Pour l’Opéra de Marseille, un centenaire somptueux !
Mardi 3 décembre 2024, Opéra de Marseille
Chœur et Orchestre Philharmonique de l’Opéra de Marseille
Michele Spotti, direction musicale
Csilla Boross, soprano ; Patrizia Ciofi, soprano ; Karine Deshayes, mezzo-soprano ; Enea Scala, ténor ; Juan Jésus Rodríguez, baryton ; Marc Barrard, baryton ; Nicolas Courjal, basse
Giuseppe Verdi, La Forza del destino, Ouverture (Sinfonia). Aida, « Ritorna vincitor ! » (Acte I). Rigoletto, « Caro nome » (Acte I). Luisa Miller, « Quando le sere al Placido » (Acte II). Il Trovatore, « Vedi le fosche notturne spoglie » (Acte II). Vincenzo Bellini, Norma, « Casta Diva » (Acte I). Gioachino Rossini, Il Barbiere di Siviglia, « A un dottor della mia sorte » (Acte I). Giuseppe Verdi, Rigoletto, « Cortigiani, Vil Razza Dannata » (Acte II). Simon Boccanegra, « A te l’estremo addio… Il lacerato spirito » (Prologue). Aida, « Gloria all’Egitto e ad Iside » (Acte II). Richard Wagner, Lohengrin, Prélude (Acte I). Charles Gounod, La Reine de Saba, « Plus grand, dans son obscurité » (Acte III). Giuseppe Verdi, La Forza del destino, « Pace, pace mio Dio! » (Acte III). Il Trovatore, « Il balen del suo sorriso… Qual suono! » (Acte II).Richard Wagner, Lohengrin, Prélude (Acte III). Giuseppe Verdi, La Traviata, « E tardi… Addio del passato » (acte III). Jules Massenet, Hérodiade, « Dors, ô cité perverse » (Acte III). Charles Gounod, Faust, « Vin ou bière, bière ou vin, que mon verre soit plein ! » (Acte II). Jules Massenet, Don Quichotte, « Riez, riez, allez, riez du pauvre idéologue » (Acte IV). Charles Gounod, Roméo et Juliette, « L’Amour… Ah ! lève-toi, soleil ! » (Acte II).Gioachino Rossini, Guillaume Tell, « Tout change et grandit en ces lieux » (Acte IV)
Voir aussi toute la saison de l’Opéra de Marseille
et tous nos articles de décembre 2024
Comme le maire de Marseille Benoît Payan le rappelle dans le programme de salle, c’est exactement il y a cent ans, le 3 décembre 1924, que l’Opéra municipal de Marseille rouvrait ses portes, cinq ans après l’incendie qui avait ravagé le bâtiment.
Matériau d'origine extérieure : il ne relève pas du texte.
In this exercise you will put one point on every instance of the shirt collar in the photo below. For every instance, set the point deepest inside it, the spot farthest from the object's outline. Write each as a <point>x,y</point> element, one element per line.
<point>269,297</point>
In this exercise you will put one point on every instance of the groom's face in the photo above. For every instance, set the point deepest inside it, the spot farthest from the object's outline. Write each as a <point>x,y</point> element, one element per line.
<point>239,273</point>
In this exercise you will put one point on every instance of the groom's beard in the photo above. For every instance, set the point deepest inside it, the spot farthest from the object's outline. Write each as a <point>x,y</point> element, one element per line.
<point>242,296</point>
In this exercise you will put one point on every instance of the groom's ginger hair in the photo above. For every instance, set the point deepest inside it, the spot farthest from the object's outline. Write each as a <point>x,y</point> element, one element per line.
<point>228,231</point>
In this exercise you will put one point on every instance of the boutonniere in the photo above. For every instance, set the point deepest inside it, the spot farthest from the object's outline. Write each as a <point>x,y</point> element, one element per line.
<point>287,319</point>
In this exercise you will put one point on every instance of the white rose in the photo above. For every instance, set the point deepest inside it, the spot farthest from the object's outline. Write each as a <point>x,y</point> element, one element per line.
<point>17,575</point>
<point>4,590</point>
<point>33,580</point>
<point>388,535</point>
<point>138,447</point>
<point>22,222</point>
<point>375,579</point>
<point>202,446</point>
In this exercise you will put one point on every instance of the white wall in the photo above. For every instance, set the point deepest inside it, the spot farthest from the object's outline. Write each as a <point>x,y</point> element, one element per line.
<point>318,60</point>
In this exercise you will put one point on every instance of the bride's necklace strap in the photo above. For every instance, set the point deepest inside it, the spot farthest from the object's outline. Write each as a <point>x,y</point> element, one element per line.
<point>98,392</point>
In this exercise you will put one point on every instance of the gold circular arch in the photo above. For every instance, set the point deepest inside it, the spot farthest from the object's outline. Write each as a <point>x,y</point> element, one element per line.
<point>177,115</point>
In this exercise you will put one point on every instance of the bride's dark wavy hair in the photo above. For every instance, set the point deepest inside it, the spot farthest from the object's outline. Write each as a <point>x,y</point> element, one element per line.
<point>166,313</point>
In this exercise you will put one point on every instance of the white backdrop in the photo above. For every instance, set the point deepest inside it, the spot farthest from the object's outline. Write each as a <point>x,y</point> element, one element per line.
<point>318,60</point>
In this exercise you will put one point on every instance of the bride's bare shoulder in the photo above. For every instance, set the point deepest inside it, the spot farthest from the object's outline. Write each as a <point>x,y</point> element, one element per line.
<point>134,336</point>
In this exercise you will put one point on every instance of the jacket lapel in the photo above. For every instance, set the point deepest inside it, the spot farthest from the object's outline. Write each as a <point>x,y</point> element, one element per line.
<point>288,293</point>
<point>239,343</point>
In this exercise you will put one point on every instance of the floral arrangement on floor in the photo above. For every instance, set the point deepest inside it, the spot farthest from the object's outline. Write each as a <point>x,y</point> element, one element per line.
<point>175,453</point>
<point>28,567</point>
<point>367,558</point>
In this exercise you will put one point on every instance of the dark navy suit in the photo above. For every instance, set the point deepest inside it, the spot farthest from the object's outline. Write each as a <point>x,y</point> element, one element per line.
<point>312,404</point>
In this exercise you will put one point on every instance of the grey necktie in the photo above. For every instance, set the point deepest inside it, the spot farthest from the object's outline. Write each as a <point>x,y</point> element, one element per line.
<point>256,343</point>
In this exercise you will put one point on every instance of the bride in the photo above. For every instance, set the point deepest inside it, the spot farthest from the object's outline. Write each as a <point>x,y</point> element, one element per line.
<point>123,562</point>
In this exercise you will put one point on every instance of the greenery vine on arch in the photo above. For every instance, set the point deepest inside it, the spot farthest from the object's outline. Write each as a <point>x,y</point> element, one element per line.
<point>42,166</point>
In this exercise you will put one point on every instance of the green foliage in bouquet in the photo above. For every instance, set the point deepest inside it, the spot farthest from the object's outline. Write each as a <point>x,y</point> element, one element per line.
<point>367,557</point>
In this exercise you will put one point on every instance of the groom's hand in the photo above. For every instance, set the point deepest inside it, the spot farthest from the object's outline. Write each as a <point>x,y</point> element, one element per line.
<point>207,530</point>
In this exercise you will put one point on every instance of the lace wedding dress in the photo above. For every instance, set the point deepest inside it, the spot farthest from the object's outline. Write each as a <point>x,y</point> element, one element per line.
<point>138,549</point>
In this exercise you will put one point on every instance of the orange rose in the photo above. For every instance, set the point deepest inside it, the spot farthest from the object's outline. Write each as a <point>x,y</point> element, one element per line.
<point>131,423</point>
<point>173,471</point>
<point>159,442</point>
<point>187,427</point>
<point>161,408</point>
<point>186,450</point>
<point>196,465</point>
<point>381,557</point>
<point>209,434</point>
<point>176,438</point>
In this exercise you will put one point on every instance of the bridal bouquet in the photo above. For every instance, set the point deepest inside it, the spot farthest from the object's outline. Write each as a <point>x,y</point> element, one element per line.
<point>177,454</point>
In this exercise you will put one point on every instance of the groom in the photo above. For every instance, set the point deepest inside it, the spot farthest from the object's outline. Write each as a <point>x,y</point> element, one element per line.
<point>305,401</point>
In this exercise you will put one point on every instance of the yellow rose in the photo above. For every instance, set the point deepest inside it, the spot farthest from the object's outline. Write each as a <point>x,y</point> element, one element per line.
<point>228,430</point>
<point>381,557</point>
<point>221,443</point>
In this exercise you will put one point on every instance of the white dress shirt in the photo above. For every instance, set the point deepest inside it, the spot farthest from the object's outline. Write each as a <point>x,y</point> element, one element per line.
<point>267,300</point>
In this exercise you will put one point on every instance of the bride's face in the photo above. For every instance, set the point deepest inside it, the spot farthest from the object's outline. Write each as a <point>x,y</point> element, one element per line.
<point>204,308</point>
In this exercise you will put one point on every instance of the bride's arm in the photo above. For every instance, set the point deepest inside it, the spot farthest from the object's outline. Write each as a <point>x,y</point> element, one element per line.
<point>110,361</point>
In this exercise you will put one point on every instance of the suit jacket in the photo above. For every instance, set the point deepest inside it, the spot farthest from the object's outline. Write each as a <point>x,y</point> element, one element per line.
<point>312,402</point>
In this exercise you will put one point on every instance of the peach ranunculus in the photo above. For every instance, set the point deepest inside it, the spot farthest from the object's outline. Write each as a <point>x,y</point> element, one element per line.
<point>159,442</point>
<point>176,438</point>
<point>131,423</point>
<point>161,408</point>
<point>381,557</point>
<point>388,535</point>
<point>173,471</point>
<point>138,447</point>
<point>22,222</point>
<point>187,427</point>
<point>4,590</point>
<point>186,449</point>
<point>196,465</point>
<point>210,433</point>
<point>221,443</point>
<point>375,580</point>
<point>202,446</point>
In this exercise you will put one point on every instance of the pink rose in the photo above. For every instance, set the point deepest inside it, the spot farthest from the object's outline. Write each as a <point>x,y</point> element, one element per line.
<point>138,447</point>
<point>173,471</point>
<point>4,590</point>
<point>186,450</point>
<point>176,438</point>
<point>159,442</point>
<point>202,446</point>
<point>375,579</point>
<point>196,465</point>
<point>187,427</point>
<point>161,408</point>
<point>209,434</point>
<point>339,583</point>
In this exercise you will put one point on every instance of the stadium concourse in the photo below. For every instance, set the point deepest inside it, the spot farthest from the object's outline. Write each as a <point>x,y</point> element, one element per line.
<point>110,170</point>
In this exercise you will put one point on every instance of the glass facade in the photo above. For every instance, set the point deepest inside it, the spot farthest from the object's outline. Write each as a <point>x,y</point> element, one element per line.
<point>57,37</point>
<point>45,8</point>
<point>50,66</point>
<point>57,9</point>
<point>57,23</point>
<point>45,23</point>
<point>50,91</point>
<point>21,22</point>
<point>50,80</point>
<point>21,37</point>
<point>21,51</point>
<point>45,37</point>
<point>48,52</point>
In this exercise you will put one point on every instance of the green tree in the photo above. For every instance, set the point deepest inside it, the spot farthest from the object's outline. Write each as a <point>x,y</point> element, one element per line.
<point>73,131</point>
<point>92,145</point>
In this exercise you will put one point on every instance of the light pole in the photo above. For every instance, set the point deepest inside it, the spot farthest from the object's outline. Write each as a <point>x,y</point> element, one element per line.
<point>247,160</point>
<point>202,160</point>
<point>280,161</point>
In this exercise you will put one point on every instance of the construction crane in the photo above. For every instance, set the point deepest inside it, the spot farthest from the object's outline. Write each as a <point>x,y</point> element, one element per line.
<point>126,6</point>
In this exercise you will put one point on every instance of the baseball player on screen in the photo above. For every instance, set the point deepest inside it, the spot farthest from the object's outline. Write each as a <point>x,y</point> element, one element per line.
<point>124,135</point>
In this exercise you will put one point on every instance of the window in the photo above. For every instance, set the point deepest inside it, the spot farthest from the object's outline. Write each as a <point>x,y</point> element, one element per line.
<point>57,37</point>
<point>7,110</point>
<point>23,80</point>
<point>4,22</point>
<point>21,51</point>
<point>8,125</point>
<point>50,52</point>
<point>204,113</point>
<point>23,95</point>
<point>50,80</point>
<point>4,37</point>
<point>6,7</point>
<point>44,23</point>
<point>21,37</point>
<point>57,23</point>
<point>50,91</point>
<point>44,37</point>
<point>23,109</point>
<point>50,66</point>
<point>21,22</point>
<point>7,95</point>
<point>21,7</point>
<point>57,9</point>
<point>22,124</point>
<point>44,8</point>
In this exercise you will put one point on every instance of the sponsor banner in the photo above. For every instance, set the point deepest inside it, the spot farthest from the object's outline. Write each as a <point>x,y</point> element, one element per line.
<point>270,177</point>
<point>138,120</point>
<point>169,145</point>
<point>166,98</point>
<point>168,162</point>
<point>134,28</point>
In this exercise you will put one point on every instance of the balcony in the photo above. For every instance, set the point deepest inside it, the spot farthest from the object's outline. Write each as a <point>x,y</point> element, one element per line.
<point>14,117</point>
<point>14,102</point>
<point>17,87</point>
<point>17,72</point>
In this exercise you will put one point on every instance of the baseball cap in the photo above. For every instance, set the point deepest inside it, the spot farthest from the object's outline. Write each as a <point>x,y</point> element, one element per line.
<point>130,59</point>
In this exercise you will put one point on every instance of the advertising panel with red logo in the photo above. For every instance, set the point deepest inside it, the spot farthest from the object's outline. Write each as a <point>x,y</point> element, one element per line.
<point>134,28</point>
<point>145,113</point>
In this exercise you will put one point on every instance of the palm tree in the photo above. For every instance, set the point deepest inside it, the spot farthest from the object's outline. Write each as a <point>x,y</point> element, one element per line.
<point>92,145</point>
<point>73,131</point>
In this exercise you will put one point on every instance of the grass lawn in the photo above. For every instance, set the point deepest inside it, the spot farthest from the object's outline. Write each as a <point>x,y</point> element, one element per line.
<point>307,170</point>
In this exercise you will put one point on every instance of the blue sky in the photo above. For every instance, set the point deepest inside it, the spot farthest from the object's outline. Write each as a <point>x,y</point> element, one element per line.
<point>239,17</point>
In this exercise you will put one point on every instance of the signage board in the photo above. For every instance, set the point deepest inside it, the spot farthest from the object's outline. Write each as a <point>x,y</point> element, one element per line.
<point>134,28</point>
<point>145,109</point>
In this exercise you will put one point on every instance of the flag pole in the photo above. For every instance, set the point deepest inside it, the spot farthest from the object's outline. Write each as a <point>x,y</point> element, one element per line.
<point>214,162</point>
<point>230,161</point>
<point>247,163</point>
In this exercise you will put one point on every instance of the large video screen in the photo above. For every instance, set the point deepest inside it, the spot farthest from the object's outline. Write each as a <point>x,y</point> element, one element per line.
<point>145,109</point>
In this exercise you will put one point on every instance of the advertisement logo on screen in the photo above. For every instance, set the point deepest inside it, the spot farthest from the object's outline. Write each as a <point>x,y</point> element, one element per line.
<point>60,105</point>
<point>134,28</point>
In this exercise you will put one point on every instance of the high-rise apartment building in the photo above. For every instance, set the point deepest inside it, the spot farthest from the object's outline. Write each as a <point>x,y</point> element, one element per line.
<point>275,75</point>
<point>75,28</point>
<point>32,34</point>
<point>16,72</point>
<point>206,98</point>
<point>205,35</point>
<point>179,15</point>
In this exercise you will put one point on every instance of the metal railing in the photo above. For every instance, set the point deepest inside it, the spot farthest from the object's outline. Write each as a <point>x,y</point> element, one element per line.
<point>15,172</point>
Ce soir-là, Sigurd du compositeur marseillais Ernest Reyer était donné, œuvre d’ailleurs à l’affiche un peu plus tard dans la présente saison 2024-2025, programmée début avril 2025. Pour l’heure, le maire de Marseille prend la parole en préambule au concert du soir, rappelant le soutien de la municipalité à l’institution, point que souligne également le directeur de l’Opéra Maurice Xiberras, avant de passer rapidement la parole au directeur musical de la maison Michele Spotti. Le précédent directeur musical de l’Opéra de Marseille Lawrence Foster est aussi présent dans la salle, recevant les chaleureux applaudissements du public, avant même le début du concert.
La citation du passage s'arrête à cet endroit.